Jennifer Cooke -
One of the world's leading experts on diving deaths believes Tina Watson, an American whose honeymoon death on the Great Barrier Reef seven years ago sparked a controversial murder case, was the victim of a simple diving accident.
Dr Carl Edmonds claims "a grave injustice may have been done" in relation to Tina's husband of 11 days, Gabe Watson. He was charged with her murder by a Queensland coroner after a month-long inquest but served 18 months in jail after pleading guilty to her manslaughter.

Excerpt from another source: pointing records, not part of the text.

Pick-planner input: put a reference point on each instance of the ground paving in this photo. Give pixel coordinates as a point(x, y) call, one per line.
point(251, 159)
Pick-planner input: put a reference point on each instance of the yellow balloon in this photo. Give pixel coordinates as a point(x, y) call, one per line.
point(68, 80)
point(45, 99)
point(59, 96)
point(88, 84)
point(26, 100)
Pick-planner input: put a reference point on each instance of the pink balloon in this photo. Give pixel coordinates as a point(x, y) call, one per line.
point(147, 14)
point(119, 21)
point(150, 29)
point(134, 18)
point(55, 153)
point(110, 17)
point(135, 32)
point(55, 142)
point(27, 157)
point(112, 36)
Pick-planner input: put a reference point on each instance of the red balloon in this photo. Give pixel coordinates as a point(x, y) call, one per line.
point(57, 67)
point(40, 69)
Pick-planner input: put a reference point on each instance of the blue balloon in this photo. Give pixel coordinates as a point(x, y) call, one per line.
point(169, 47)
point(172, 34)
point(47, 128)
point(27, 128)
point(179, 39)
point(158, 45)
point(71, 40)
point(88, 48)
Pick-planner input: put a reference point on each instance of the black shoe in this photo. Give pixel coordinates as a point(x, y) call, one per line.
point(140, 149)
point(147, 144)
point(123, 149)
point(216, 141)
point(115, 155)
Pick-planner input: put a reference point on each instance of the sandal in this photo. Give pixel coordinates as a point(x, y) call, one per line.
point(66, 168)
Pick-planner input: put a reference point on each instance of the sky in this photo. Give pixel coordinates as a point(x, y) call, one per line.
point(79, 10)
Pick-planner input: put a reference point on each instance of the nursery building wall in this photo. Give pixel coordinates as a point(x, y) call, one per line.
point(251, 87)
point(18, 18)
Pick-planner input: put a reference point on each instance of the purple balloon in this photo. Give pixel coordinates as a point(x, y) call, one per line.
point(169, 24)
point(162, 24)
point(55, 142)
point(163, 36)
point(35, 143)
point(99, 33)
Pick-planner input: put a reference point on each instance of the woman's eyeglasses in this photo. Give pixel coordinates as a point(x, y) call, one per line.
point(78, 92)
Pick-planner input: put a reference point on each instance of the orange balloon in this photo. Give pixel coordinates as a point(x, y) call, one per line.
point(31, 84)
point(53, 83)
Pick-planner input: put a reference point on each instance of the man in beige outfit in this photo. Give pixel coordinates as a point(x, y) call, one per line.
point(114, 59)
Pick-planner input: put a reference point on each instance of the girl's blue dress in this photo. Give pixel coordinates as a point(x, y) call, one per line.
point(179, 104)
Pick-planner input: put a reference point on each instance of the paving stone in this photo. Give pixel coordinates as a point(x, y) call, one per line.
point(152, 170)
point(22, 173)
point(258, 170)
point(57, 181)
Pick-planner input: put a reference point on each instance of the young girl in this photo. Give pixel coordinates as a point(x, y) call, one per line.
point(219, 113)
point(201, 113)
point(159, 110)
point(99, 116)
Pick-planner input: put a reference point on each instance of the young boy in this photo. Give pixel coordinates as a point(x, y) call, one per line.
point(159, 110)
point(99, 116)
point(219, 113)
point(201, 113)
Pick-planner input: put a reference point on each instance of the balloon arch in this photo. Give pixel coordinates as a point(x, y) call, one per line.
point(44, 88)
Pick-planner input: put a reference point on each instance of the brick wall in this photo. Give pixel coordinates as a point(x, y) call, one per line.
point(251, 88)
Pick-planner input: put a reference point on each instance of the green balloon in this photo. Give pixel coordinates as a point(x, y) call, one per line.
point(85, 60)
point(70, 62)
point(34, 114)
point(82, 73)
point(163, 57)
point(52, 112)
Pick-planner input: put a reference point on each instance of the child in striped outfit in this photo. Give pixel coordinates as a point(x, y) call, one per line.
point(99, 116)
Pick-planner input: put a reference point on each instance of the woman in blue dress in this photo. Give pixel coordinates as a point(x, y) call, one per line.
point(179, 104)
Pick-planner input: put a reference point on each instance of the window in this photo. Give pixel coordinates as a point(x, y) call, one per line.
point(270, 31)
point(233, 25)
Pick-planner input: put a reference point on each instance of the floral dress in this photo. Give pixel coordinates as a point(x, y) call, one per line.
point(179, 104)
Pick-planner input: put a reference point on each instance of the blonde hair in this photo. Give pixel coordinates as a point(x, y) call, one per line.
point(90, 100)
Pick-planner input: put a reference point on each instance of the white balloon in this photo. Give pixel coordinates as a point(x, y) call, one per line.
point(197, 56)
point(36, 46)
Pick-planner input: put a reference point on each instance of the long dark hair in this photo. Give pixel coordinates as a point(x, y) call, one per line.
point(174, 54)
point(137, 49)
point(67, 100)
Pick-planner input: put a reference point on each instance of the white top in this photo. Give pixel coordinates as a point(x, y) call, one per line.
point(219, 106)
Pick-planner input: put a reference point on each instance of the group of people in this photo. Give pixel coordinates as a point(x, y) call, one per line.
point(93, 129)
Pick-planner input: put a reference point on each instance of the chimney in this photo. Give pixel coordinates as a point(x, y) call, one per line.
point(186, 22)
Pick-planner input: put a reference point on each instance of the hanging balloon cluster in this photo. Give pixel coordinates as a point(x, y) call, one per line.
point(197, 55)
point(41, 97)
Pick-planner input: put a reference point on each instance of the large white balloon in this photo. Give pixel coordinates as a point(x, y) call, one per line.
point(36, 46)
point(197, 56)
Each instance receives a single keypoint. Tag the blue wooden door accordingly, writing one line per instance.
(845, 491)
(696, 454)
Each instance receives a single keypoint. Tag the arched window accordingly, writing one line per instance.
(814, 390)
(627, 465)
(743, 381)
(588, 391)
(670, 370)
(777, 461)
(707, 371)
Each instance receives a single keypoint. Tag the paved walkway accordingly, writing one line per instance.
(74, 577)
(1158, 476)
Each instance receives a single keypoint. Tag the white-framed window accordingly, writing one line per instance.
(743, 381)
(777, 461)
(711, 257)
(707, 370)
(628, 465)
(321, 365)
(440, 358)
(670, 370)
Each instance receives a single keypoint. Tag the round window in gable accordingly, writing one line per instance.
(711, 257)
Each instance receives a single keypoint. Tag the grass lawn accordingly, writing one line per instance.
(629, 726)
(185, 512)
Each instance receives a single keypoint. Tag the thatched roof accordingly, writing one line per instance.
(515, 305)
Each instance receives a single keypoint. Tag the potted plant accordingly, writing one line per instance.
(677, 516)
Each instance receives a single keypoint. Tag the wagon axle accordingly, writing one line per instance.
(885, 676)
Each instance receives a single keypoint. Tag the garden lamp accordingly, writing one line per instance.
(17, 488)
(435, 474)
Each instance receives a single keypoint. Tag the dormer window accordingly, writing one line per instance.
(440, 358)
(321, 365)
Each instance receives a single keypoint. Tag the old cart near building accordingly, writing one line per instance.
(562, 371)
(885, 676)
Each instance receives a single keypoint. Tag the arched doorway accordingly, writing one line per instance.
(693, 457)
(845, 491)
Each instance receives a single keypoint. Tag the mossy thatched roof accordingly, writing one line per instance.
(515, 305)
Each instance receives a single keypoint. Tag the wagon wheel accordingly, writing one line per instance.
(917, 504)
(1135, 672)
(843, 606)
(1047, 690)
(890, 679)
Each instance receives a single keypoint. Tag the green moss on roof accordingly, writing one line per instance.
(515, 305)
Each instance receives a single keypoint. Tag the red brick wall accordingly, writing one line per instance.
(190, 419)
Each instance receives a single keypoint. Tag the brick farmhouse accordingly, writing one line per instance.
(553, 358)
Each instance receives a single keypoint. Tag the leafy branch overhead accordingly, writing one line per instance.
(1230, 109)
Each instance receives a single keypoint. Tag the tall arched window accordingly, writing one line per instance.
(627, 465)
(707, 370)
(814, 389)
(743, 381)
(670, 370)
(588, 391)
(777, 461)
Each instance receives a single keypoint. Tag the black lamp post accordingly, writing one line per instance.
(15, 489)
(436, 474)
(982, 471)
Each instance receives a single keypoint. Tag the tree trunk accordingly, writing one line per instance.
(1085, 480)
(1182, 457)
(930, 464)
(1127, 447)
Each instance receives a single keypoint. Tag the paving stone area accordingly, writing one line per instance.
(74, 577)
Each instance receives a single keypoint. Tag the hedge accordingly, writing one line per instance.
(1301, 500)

Watson is now fighting fresh murder charges in Alabama related to his wife's diving death, after he was deported to the US last year.
Sydney-based Dr Edmonds, who co-wrote Diving Medicine for Scuba Divers, and has written specialist journal articles on more than 100 diving deaths, told the Herald that Watson's account to police of the events underwater on October 22, 2003, "all fits together very reasonably in a simple, straightforward diving accident".
Tina Watson, 26, of slim build, was "grossly overweighted" with nine kilograms of weights for her first ocean dive - more than twice what she needed with the equipment she was using, he said.
After analysing her husband's statements to police, together with other medical evidence and equipment reports given to the inquest into Tina's death, Dr Edmonds believes the novice diver did not inflate her buoyancy compensator vest - as all experienced divers would have done automatically - while descending to about 15 metres, above the wreck of the SS Yongala, south-east of Townsville.